Será que o amor aos desconhecidos e à humanidade em geral, defendido e praticado por um Dalai Lama, ou por uma Madre Teresa de Calcutá, é um exclusivo dos santos e uma excepção que confirma a regra?
Ou será que também nós somos capazes de aprender a amar, e que a nossa razão pode mostrar-nos caminhos, e apresentar-nos valores (de bem, de mau…), e que esses valores podem inspirar a nossa prática, e ajudar-nos a sermos melhores, e a não amar apenas os que nos são próximos, em parentesco?
Não somos seres puramente determinados.

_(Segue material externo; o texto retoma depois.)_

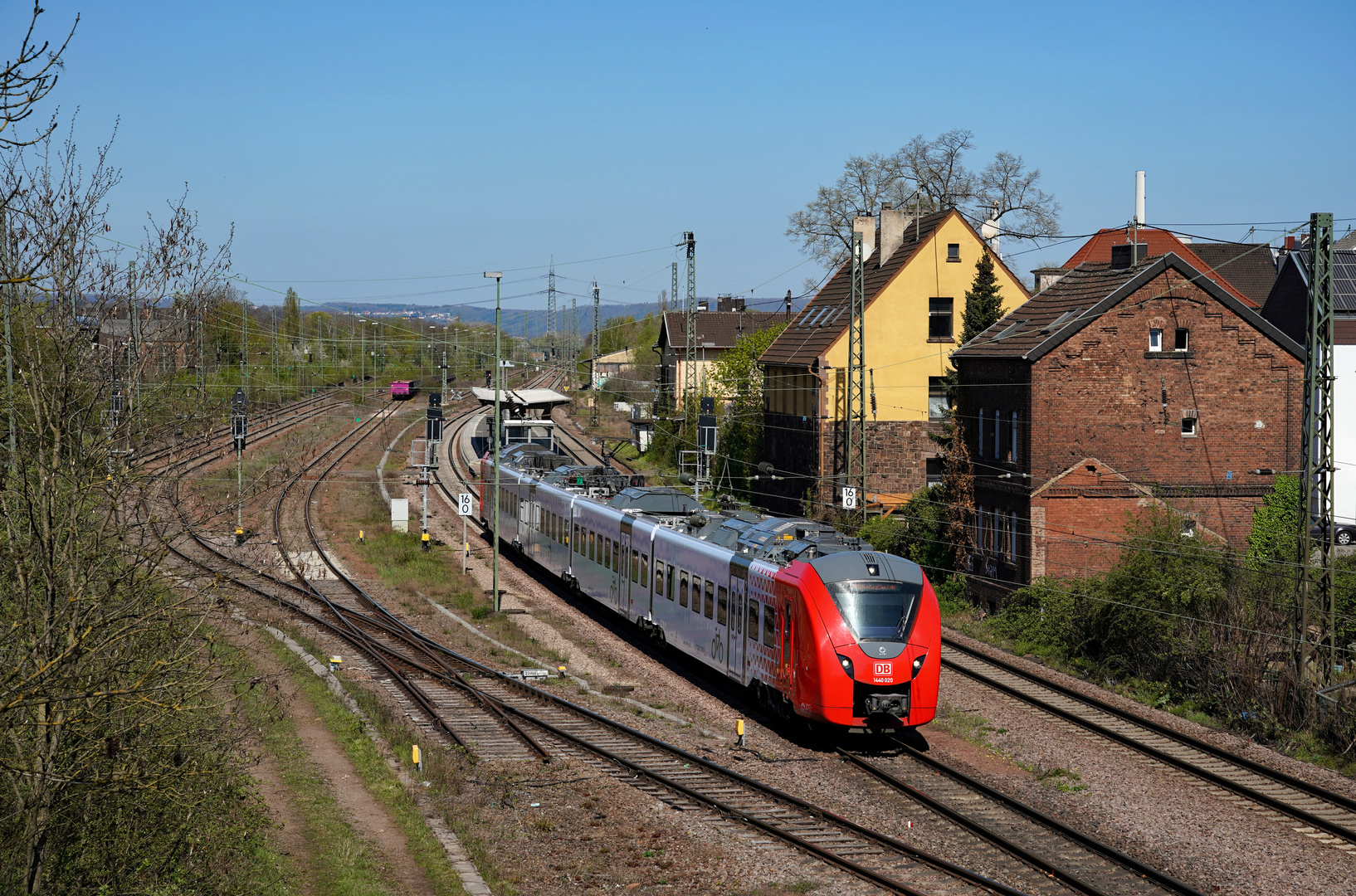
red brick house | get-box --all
[1033,227,1276,308]
[950,254,1305,606]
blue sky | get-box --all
[16,0,1356,314]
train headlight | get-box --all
[914,645,928,678]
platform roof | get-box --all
[471,387,571,408]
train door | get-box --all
[725,558,749,683]
[612,517,633,620]
[777,595,796,699]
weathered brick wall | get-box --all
[960,270,1303,595]
[758,411,821,514]
[819,421,939,504]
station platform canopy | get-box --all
[471,387,569,411]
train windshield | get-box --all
[828,580,922,641]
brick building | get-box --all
[952,254,1305,606]
[1033,227,1276,308]
[656,307,791,407]
[1262,246,1356,524]
[759,206,1029,514]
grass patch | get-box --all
[266,629,465,896]
[932,701,1006,750]
[1036,768,1087,793]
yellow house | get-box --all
[759,207,1031,513]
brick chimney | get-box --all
[879,202,914,265]
[851,214,876,265]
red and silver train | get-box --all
[480,445,941,731]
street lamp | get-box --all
[485,271,505,613]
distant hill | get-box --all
[335,298,806,338]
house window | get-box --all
[928,298,956,338]
[928,377,950,421]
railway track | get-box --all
[836,738,1204,896]
[943,637,1356,853]
[151,373,1231,896]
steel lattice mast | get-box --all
[682,231,697,426]
[1295,213,1337,683]
[845,231,866,515]
[545,255,556,346]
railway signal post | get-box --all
[457,492,473,575]
[419,392,442,550]
[231,389,248,548]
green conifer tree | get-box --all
[960,246,1003,344]
[282,286,301,348]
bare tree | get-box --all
[0,127,253,894]
[787,129,1059,269]
[0,0,80,148]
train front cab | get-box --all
[777,552,941,729]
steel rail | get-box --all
[941,644,1356,843]
[836,738,1206,896]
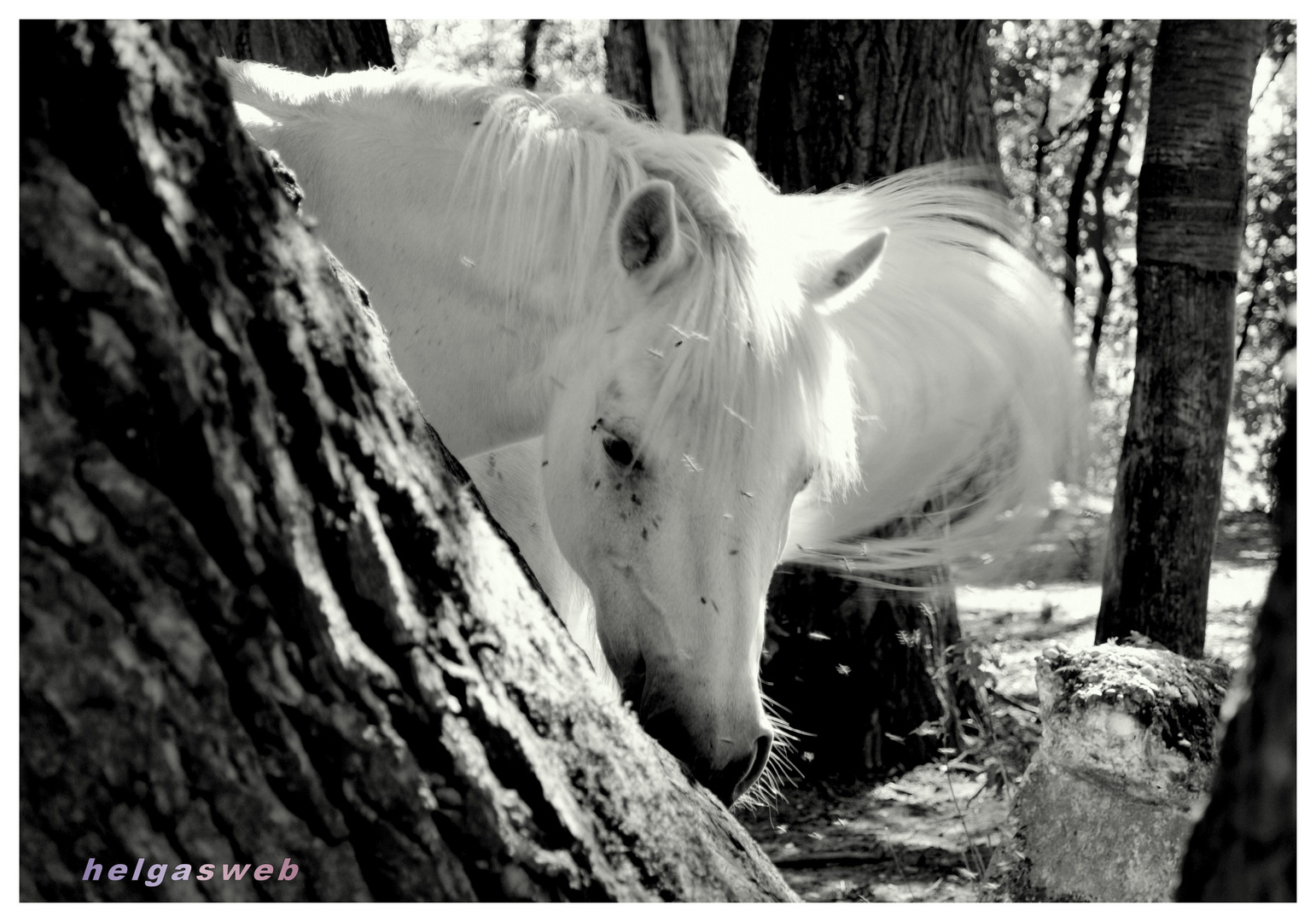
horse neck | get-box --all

O amor - nas suas formas mais elevadas – é também uma criação do próprio homem. É o que diz Picco de La Mirandola, o grande humanista italiano do século XV, na sua linguagem poética:
Os animais, logo que nascem, trazem do vento materno tudo o que depois possuem. Os seres espirituais tornam-se no que têm que ser para sempre. Mas ao homem, e só a ele, Deus deu as sementes e germes de todas as formas de vida. Se forem vegetativas, será como uma planta. Se sensitivas, tornar-se-á brutal. Se racional, crescerá como um ser divino. Se intelectual, será como um anjo e filho de Deus.
Ou seja, numa linguagem menos poética: não estamos condenados a ser os seres abjectos entrevistos por Maquiavel. Banhado pela luz da razão, o homem pode crescer em termos de valores, generosidade, devoção ou amor.
Permaneceremos sempre longe da santidade, e dentro de nós haverá sempre um lado escuro, os nossos reflexos mais animais e básicos, os nossos instintos mais egoístas e condenáveis, as nossas contradições. Mas de modo algum estamos condenados a ficar imersos na nossa natureza animal mais baixa, sublinhada por Maquiavel.